Community Feedback Replies: 20
  • April 22, 2010
    Doug S. Machina
    In the Discworld, the fifth element is Surprise. (The Fifth Elephant isn't really related beyond the pun.)
  • April 22, 2010
    Earnest
    May be Non Elemental, then again, it's very likely to take the form of an Infinity Plus One Element.

    • In Magic The Gathering everything does color coded damage depending on the color(s) of the source. Most defenses and tricks are based on this. However, there are a few rare spells (as in, you can count them on one finger) that deal Non Elemental damage... which in flavor is implied to require such extreme mastery of Mana and Magic that you are turning the magic itself into sheer damage.
  • April 22, 2010
    spiritsunami
    Loved the comment about boron.

    • Kingdom Of Loathing has five elements to begin with (similar to the Chinese element system, which uses earth, water, metal, wood, and fire), but adds a sixth element, cute, in an arc that blatantly parodies The Fifth Element
  • April 22, 2010
    deuxhero
    Actually, the Avatar example is more of the 0th element rather than the fifth, seeing as how it predates all of them.
  • April 22, 2010
    Stratadrake
    This is called the Infinity Plus One Element, regardless of whether it is the in-universe alpha or omega of the elemental chart.
  • April 22, 2010
    Chabal2
    it should be mentioned that the Greeks actually did have a fifth element known as Aether (or ether), a kind of The Same But More of Air, breathed by the gods.
  • April 23, 2010
    Lysythe
    Might as well give the Chinese element system an entry of its own under Real Life.
  • April 23, 2010
    LarryD
    The Japanese system (godai) is Air, Earth, Water, Fire and Void.
  • April 28, 2010
    Chabal2
    Isn't it Fire, Water, Metal, Earth and Wood?
  • April 28, 2010
    Lysythe
    @Chabal2: That's Chinese, which spiritsunami mentioned and I suggested for an example on its own.
  • April 28, 2010
    Chabal2
    Oh yeah. My bad.
  • April 28, 2010
    gman003
    Real Life: Boron
  • May 2, 2010
    SomeGuy
    YKTTW Bump. Last call for examples before launch.

    The final article will make note of technical fifth elements in old mythology, but I think we should stick with the same basic principle- four (or five) elements are "standard" power level, whereas the fifth is Game Breaker (or at least radically different to avoid easy comparison) level.
  • May 2, 2010
    Stratadrake
    Repeating:

    This is the Infinity Plus One Element trope, only by another name.
  • May 2, 2010
    SomeGuy
    Infinity Plus One Element is a Video Games trope that generally follows Gameplay And Story Segregation. This trope, by contrast, is almost always used as a plot point in narrative fiction.

    I mean, in theory these could be the same trope, but Infinity Plus One Element simply is not written up in such a way that something like Zero No Tsukaima or The Fifth Element would be valid examples.
  • May 2, 2010
    macroscopic
    Why not just rewrite the description for Plus One then? Shove all the references to game mechanics to one spot towards the end. It's similar enough it wouldn't even need a soft-split for examples.
  • May 2, 2010
    Stratadrake
    ^ Agree, just fix up the current article.
  • May 6, 2010
    SomeGuy
    Am I the only one who sees that as being needlessly complicated? Infinity Plus One Element was obviously not written with this aspect in mind. I would have to rewrite the entire definition.

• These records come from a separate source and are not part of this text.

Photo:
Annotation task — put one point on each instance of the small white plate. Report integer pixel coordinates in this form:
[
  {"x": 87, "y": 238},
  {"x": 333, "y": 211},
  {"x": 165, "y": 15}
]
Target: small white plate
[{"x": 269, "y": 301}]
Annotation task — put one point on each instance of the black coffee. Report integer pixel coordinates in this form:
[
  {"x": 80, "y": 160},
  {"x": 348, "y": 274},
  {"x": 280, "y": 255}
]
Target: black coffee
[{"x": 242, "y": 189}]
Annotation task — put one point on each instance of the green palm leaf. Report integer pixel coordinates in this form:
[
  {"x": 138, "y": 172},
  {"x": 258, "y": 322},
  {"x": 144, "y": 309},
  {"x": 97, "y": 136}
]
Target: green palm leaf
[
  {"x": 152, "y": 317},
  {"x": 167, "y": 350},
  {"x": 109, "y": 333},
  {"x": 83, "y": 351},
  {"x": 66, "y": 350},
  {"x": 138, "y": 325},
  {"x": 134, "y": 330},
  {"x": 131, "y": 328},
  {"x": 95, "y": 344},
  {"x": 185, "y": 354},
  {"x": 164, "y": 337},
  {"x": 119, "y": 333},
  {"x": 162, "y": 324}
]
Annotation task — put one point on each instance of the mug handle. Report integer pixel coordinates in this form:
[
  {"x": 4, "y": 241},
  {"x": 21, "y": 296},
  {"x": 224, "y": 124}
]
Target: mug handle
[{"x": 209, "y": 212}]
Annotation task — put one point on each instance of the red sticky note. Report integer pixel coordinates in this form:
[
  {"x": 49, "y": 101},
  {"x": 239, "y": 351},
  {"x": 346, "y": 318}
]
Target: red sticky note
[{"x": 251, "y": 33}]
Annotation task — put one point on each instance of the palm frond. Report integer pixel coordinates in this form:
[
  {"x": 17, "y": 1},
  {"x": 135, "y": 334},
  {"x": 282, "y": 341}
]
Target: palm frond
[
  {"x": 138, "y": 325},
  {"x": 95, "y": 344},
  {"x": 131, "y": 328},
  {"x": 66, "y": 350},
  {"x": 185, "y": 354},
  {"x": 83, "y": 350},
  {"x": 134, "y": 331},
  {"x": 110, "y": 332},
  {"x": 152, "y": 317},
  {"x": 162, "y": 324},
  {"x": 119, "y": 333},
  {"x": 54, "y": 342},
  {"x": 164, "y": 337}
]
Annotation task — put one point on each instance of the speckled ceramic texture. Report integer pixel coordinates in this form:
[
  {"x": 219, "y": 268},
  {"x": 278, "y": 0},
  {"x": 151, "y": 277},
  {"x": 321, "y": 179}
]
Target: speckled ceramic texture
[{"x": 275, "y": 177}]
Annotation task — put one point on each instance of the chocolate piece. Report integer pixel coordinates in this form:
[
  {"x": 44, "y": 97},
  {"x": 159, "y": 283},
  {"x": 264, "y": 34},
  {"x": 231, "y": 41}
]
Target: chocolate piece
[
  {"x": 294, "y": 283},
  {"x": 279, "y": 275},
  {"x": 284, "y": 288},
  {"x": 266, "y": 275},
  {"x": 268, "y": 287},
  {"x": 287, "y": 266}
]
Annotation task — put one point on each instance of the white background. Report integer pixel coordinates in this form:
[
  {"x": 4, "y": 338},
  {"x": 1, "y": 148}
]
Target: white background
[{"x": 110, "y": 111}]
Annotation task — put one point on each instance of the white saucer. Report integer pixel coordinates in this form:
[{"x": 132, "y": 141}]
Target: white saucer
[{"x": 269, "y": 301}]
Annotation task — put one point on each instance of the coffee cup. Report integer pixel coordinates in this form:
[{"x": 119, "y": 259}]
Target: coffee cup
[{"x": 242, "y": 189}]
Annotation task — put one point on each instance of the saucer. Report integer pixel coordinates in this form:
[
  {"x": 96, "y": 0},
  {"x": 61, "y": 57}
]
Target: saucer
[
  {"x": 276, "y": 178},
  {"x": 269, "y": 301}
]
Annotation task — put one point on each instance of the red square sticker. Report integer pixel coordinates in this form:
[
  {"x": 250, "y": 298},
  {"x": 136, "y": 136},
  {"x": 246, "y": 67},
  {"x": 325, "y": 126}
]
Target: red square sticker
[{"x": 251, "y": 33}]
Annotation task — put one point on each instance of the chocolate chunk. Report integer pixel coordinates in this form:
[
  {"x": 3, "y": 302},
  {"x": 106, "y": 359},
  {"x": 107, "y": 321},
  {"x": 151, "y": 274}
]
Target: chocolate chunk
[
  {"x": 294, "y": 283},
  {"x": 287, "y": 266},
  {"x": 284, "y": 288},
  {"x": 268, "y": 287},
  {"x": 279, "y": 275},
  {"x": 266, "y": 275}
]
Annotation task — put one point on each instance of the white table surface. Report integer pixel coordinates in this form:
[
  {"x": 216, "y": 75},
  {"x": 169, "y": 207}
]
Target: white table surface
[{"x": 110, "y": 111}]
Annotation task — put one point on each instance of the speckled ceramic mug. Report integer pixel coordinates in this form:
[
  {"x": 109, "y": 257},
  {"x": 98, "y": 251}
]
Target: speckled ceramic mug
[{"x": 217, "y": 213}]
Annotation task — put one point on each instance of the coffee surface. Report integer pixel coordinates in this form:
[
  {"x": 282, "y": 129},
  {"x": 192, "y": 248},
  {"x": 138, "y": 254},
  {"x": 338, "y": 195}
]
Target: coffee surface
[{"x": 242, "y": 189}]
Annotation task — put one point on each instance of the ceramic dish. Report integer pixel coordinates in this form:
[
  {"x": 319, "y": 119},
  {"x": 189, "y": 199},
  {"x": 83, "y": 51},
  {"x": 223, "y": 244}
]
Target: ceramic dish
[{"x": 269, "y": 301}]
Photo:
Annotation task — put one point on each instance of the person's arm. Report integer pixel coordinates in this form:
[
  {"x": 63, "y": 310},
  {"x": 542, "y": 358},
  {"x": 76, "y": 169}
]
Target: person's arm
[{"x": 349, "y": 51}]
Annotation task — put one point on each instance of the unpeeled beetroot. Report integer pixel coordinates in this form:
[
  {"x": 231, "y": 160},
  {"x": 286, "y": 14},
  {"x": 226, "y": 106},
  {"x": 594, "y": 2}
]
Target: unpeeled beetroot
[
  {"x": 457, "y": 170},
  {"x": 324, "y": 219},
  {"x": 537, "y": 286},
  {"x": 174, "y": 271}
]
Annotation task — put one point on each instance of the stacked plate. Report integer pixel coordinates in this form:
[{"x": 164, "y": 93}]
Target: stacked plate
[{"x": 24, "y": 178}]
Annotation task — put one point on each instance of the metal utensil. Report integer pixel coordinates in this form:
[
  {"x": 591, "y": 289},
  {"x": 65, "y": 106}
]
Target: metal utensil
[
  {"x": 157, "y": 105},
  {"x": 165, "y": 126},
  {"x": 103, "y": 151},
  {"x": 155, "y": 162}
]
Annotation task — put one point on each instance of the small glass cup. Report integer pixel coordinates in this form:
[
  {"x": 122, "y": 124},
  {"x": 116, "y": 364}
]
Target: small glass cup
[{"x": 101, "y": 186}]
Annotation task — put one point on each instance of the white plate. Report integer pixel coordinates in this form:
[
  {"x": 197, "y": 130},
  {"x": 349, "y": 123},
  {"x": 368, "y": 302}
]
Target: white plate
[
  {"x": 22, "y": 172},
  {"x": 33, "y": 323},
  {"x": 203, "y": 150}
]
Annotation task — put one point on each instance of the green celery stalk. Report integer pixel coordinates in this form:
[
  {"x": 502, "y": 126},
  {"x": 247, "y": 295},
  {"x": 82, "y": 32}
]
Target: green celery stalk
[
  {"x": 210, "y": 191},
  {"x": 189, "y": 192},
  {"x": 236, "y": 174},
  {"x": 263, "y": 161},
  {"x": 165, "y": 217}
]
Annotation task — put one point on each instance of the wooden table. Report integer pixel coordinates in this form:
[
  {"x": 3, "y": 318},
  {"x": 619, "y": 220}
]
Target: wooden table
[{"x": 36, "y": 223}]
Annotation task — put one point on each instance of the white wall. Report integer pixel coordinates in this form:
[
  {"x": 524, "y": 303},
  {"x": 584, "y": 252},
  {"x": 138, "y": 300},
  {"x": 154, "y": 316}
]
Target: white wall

    I'll launch into that if you really insist on it. I just think lumping is going a bit far.
  • May 6, 2010
    Stratadrake
    Well, element #5 is really only significant in classical four-element systems. It bears no significance in classical eight-element systems, much less the real-life periodic table.
  • May 6, 2010
    callsignecho
    ^ But the 5th element is significant in the four-element system, as you said. And tropes are things the writer can reasonably count on "being present in the audience members' minds and expectations," and this is obviously the case. Most people in the western hemisphere are familiar with the four-element system, even if it is scientifically discredited, I bet more people can name them than the first four elements in the periodic table.

    This is clearly a trope and trying to shoehorn it into Infinity Plus One Element would just be awkward.